Now, it's Maryland: Pharma pushes back at state-level pricing, transparency bills

Drugmakers have built a unified wall of resistance to a growing drug pricing and transparency push in Maryland, with representatives from three major trade groups on Monday smacking down one proposal in the state.

If enacted, Maryland’s Senate Bill 437 (PDF) would require manufacturers of expensive medicines—those that cost more than $2,500 per year—to file a report disclosing their spending on R&D, manufacturing, marketing and advertising, among other costs.
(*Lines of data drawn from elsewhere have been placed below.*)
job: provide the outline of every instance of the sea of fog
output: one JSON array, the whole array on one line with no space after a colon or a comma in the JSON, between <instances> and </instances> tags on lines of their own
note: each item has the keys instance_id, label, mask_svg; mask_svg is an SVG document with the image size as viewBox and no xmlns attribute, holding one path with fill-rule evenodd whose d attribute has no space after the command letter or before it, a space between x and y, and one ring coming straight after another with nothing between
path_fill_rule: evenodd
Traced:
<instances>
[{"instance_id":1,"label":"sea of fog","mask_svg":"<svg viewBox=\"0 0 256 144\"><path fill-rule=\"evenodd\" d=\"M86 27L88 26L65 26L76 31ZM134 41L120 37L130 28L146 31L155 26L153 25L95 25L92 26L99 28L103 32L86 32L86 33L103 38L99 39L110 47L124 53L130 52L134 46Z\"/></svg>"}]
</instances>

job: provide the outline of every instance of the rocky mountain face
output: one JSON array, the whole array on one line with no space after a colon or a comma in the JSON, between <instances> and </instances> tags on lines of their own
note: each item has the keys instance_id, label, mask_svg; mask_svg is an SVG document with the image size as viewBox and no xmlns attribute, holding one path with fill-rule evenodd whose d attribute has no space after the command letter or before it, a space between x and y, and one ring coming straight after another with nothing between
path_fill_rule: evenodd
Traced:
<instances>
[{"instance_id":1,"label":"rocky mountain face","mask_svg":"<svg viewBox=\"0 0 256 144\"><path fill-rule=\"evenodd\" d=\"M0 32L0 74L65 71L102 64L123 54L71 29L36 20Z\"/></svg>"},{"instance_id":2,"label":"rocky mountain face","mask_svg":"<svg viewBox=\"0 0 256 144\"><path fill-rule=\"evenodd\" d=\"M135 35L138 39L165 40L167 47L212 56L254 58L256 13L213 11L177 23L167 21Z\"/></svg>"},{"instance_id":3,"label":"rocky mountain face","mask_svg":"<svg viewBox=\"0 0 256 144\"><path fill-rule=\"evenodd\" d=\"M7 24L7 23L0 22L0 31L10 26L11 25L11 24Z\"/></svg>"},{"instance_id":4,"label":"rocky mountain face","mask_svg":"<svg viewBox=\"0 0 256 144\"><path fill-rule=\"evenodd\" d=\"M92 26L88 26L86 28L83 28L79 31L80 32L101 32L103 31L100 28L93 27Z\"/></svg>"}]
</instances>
It’s not a popular idea with the drug industry, as PhRMA, BIO and the newly rebranded generics industry association, Association for Affordable Medicines (AAM), each presented critiques at a Monday hearing.

It's the latest front in a state-by-state legislative fight over pharma pricing, as lawmakers get a jump on Congress. Pharma is lobbying hard against New York Gov. Andrew Cuomo's drug-pricing proposal, and other state-level actions are facing similar resistance. The industry successfully fought off a ballot initiative in California that would have limited drugmakers' pricing power.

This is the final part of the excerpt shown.